The story starts like this: I do not have a full-length mirror in my bedroom at home. I stand on my bed in order to cheat my half-length body into a full view of myself in a new sweater, step off my bed with great care and grace, and collapse with the weight of my body plus a few feet of momentum onto the side of my right foot. As I walk into the living room to announce, with both humor and gravitas, my injury to my mother and sister, I find that it hurts more to walk than I expected. The next morning, I call in injured to work. That night, I go to the emergency room, and they do not see anything on the X-ray.
The following afternoon, I make a visit to Wesleyan during move-in weekend (to say hello and goodbye before going abroad), during which I hitch rides when possible and forgo footwear, or plant myself in the middle of Fountain when necessary. In the near-week I spend at home, watching E! and tweeting my confusion about watching E!, my foot does not significantly improve. Operating on a hunch and maternal voodoo, my mother takes me back to the emergency room, where I experience my first real tearful reaction to the news that there is indeed a fracture. Most of this time, I have been laughing (with the occasional scrunched face of pain, or, more likely, frustration with my dramatically slowed pace). Now, I laugh through sobs and spread my splinted legs for my OB/GYN, who loves my ovaries but thinks I am a “weird girl” (Dr. Kakossian, Jan. 14, 2014).
Flash forward from the first week of September 2013 to the third week of January 2014, and I am spreading a walking-booted leg for her and she asked, “Is that the same thing as last time?” And yes, it is. I have been in a complicated long-term relationship with my broken foot since the end of August. When people see me with my boot, some ask, “What happened?” which is no sign of a healthy pairing, a fact only deepened by my foot-jerk response of, “It’s been broken for five months.”
Rather than love and hate, I measure the impact of this with laughter and tears, or jokes and an alternation of complaints and wallowing. It is absurd, of course, that such a “stupid” (Mom, Aug. 29, 2013-present) injury would have a daily effect on my life for so many days. It is not fully funny nor is it fully sad, but it has made me lose some never-have-I-evers (first broken bone) and live some ideas about disability that I had once only abstractly understood. Have I arrived at some grand conclusion, reached nirvana, learned to listen to my body and take care of myself, figured out human nature? Maybe nirvana, but I do not know how to check. Otherwise, I remain Elizabeth, who just happens to need garbage bags and duct tape for her occasional showers now.

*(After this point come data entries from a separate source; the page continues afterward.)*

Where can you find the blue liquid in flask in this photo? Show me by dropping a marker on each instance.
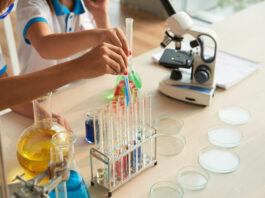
(76, 187)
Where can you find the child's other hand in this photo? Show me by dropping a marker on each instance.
(115, 37)
(95, 6)
(62, 121)
(103, 59)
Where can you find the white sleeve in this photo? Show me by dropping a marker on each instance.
(29, 12)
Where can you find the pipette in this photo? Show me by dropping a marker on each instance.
(129, 37)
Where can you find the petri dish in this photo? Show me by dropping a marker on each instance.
(225, 136)
(168, 125)
(166, 189)
(170, 145)
(218, 160)
(234, 115)
(193, 178)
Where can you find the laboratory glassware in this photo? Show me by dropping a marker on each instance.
(127, 142)
(92, 130)
(218, 160)
(57, 157)
(75, 185)
(33, 147)
(134, 80)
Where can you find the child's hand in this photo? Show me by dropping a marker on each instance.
(103, 59)
(115, 37)
(96, 6)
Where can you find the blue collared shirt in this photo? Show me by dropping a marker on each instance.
(60, 20)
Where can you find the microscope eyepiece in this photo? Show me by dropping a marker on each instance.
(168, 7)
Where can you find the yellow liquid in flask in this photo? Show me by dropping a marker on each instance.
(33, 150)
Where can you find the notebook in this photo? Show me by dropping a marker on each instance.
(229, 69)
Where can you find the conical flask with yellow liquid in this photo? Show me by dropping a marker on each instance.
(33, 148)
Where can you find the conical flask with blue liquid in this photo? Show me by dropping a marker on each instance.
(75, 185)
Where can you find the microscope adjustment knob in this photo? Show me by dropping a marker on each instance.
(202, 74)
(194, 43)
(176, 74)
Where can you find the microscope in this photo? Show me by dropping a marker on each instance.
(196, 86)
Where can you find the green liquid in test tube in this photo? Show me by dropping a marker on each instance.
(134, 80)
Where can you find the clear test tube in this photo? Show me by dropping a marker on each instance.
(98, 130)
(117, 140)
(133, 134)
(123, 132)
(110, 130)
(57, 156)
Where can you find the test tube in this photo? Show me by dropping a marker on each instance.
(132, 134)
(123, 132)
(114, 107)
(57, 156)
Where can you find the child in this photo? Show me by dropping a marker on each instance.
(54, 31)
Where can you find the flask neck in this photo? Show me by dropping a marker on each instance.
(42, 108)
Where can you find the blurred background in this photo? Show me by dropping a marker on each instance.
(149, 25)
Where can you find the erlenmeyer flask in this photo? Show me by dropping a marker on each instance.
(33, 148)
(75, 185)
(133, 76)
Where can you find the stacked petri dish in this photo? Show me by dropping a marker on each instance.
(217, 158)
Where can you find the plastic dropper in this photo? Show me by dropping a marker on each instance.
(129, 37)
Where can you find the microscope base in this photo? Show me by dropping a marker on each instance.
(188, 93)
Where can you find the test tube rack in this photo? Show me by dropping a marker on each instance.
(110, 182)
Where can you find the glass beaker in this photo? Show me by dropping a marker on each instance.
(75, 185)
(33, 147)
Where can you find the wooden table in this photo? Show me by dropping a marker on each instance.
(242, 34)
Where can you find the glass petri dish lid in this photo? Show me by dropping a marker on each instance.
(234, 115)
(225, 136)
(166, 189)
(192, 178)
(218, 160)
(168, 125)
(168, 145)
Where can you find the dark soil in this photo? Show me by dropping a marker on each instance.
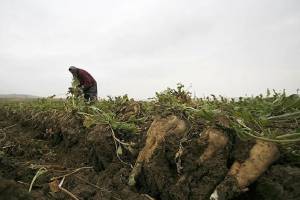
(65, 146)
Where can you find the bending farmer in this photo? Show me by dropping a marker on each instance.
(87, 83)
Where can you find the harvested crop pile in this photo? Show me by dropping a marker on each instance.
(171, 147)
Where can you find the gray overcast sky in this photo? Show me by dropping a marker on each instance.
(232, 47)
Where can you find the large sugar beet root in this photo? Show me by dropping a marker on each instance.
(242, 174)
(159, 129)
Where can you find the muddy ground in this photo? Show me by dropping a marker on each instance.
(25, 149)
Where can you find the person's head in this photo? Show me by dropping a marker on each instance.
(73, 70)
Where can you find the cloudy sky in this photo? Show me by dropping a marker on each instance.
(139, 47)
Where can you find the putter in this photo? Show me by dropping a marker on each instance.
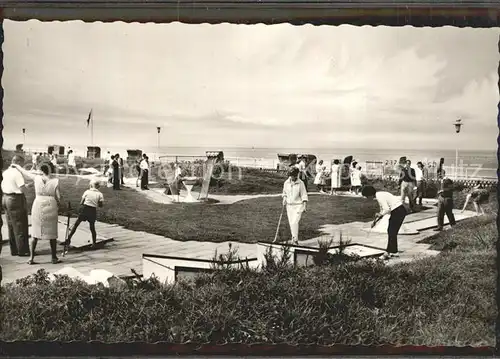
(279, 223)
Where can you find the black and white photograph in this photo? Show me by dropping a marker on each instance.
(249, 183)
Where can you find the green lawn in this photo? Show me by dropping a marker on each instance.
(246, 221)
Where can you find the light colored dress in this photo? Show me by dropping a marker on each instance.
(44, 213)
(335, 175)
(356, 178)
(319, 174)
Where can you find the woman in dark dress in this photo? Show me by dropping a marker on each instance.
(116, 173)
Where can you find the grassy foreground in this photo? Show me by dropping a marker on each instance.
(445, 300)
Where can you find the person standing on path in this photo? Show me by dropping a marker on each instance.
(71, 162)
(303, 170)
(116, 172)
(335, 177)
(295, 199)
(122, 168)
(107, 162)
(14, 190)
(318, 179)
(45, 210)
(445, 204)
(407, 183)
(479, 196)
(144, 172)
(91, 199)
(389, 204)
(421, 175)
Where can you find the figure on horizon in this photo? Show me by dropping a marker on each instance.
(421, 175)
(116, 172)
(319, 179)
(144, 172)
(479, 196)
(335, 177)
(71, 162)
(407, 183)
(14, 190)
(445, 204)
(295, 199)
(355, 178)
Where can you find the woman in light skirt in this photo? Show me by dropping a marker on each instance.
(45, 210)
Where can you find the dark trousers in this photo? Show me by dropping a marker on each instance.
(445, 206)
(16, 210)
(144, 179)
(116, 179)
(395, 222)
(420, 191)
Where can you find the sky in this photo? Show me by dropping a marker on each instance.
(278, 86)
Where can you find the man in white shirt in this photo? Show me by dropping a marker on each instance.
(14, 190)
(389, 204)
(144, 172)
(295, 199)
(107, 162)
(34, 160)
(71, 162)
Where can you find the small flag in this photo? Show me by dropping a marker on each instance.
(89, 118)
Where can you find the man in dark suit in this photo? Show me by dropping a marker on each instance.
(407, 183)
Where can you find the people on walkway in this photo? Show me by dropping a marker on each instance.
(122, 169)
(295, 199)
(71, 162)
(107, 162)
(14, 189)
(303, 170)
(389, 204)
(355, 178)
(116, 172)
(421, 175)
(335, 177)
(53, 159)
(35, 158)
(91, 199)
(144, 172)
(479, 196)
(407, 183)
(319, 178)
(45, 209)
(445, 204)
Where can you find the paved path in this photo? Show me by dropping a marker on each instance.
(125, 252)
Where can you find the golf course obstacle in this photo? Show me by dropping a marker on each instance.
(200, 167)
(170, 269)
(300, 255)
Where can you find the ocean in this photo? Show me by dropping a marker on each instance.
(482, 163)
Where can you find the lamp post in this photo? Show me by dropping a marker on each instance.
(158, 150)
(458, 125)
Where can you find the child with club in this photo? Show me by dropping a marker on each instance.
(91, 199)
(389, 204)
(479, 196)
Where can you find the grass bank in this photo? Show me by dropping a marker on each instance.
(445, 300)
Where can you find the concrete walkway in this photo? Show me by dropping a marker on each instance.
(125, 252)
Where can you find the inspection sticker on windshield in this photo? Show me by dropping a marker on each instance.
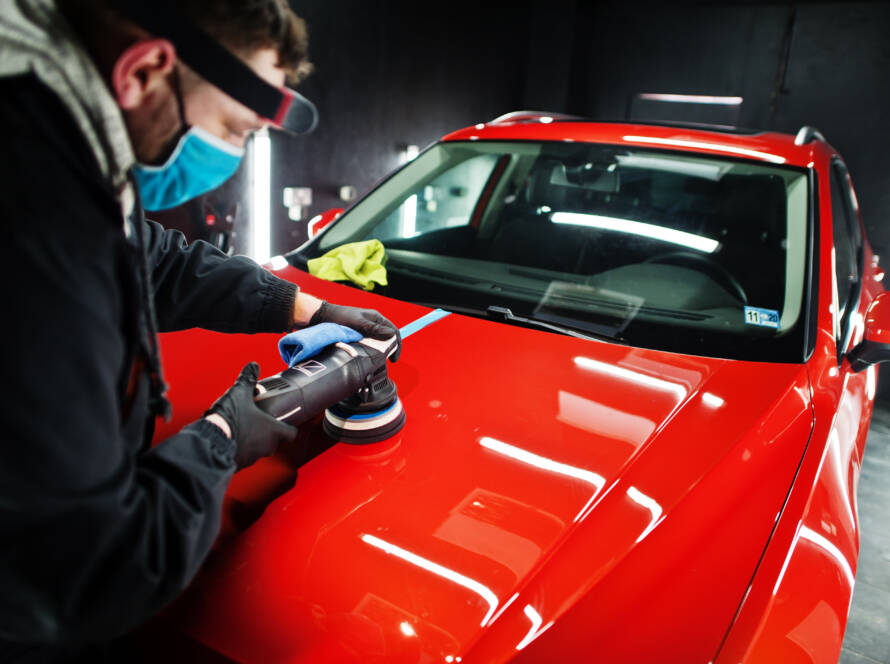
(762, 317)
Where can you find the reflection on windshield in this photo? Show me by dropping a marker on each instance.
(636, 228)
(698, 253)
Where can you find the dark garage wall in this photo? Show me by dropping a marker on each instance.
(397, 72)
(387, 74)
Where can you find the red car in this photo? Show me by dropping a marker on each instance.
(634, 428)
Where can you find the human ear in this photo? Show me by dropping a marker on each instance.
(140, 69)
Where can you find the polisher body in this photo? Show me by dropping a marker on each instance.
(349, 382)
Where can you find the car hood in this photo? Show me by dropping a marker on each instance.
(540, 480)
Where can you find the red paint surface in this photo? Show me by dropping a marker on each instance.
(877, 320)
(549, 499)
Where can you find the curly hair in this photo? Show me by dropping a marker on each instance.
(243, 26)
(247, 25)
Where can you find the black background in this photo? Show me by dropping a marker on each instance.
(397, 72)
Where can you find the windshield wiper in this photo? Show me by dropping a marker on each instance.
(589, 335)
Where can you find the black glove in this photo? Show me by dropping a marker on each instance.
(366, 321)
(256, 434)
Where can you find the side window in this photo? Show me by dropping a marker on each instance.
(447, 201)
(847, 250)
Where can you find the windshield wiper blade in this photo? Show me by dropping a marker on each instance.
(508, 315)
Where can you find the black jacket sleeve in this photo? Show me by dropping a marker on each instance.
(96, 532)
(197, 285)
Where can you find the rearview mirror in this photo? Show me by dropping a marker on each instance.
(875, 345)
(321, 221)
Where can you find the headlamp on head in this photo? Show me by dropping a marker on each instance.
(283, 107)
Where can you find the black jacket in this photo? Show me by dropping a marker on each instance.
(98, 530)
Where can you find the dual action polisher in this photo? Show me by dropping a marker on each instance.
(349, 382)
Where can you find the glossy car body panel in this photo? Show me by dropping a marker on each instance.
(550, 498)
(798, 605)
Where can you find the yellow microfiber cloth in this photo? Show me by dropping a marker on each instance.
(358, 262)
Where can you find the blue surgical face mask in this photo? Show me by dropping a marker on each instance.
(201, 162)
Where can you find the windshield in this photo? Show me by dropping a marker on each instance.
(667, 250)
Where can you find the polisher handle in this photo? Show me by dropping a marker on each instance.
(303, 391)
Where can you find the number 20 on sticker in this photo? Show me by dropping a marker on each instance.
(762, 317)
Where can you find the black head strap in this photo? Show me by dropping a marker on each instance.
(283, 107)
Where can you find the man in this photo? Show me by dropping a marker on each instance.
(100, 103)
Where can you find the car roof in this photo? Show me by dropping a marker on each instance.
(765, 146)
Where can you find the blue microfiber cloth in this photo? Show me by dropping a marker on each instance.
(308, 342)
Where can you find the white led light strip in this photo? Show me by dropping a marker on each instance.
(662, 233)
(260, 209)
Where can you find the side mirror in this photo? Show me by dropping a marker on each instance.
(875, 345)
(321, 221)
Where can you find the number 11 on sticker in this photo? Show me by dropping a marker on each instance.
(761, 317)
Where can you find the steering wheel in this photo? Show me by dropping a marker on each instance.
(706, 265)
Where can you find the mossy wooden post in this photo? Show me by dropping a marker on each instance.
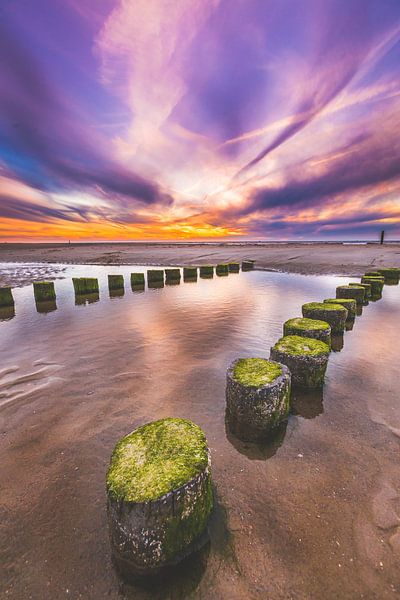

It is not so much the foot itself, but rather the healing process that exists as an obstacle in my life. The reason it is still broken is that I was determined to not let the pain, discomfort, and general fractured nature of my bone get in the way of my European adventures. Was this stubbornness worth it? I do not know for sure, but when I look back on my trips, say, to Amsterdam, the last thing I remember is sitting by a canal and thinking that my foot might literally explode, and the first thing I remember is cheese. Now that I am back on campus, I feel blessed to have access to The Ride at all times, and I tend to agree when that access is labeled “lucky.” But of course, it is one of those so-called privileges of this disability that is only in place to get me up to speed with the comparatively able-bodied. It has been perhaps too easy to see accommodations as perks, and they will be missed.
There are many ups and downs, and I range from a senseless love of my walking boot and its stylish ability to both show off my fuzzy socks (great conversation starter) and furnish me with a cushy stool of my own at the WesWings register (also a conversation starter, though mostly about what people want to eat), to a burning hatred of the pain, the obstacles, the countless time spent on my ass, and the one-note, non-stop, insincere-sounding apologies about leaving without cleaning, all in the span of one WesWings shift. Despite silly, conflicted feelings about whether I even want to get better (I have a hard time keeping myself from walking around even in my current state, which is naturally counterproductive), I do hope that I return from the depths of my doctor’s office in Brooklyn a free-footed woman on Friday, even if that means breaking up (breaking in? bad? un-breaking up?) with my broken foot right before Valentine’s Day.
I mentioned cheese earlier. Let’s return to that, as I enumerate the people who deserve my thanks in this ordeal: my Mom, for adopting two kittens; my pals who came all the way down to Coney Island to visit during break; The Ride for taking me where I need to go, even though it is questionable that you don’t make sure we wear seat belts and that you use handheld phones to take requests; WesWings for the stool, the tolerance of my leaving early, and the nickname “Das Boot,” which means “boat” in German and should I be offended?; the people who walk with me and the people who walk ahead of me; the people who do not judge and those who react more reasonably to the origin of my injury; those who keep my foot in mind and those who make me feel less whiny by forgetting about it. Thank you to everyone, really, except for that guy on the 4 to Grand Central who looked down at my foot, up into my eyes, and did not offer me his seat. He knows what he did. It was that. He did that. Elizabeth out, damned boot.
Litvitskiy is a member of the class of 2015.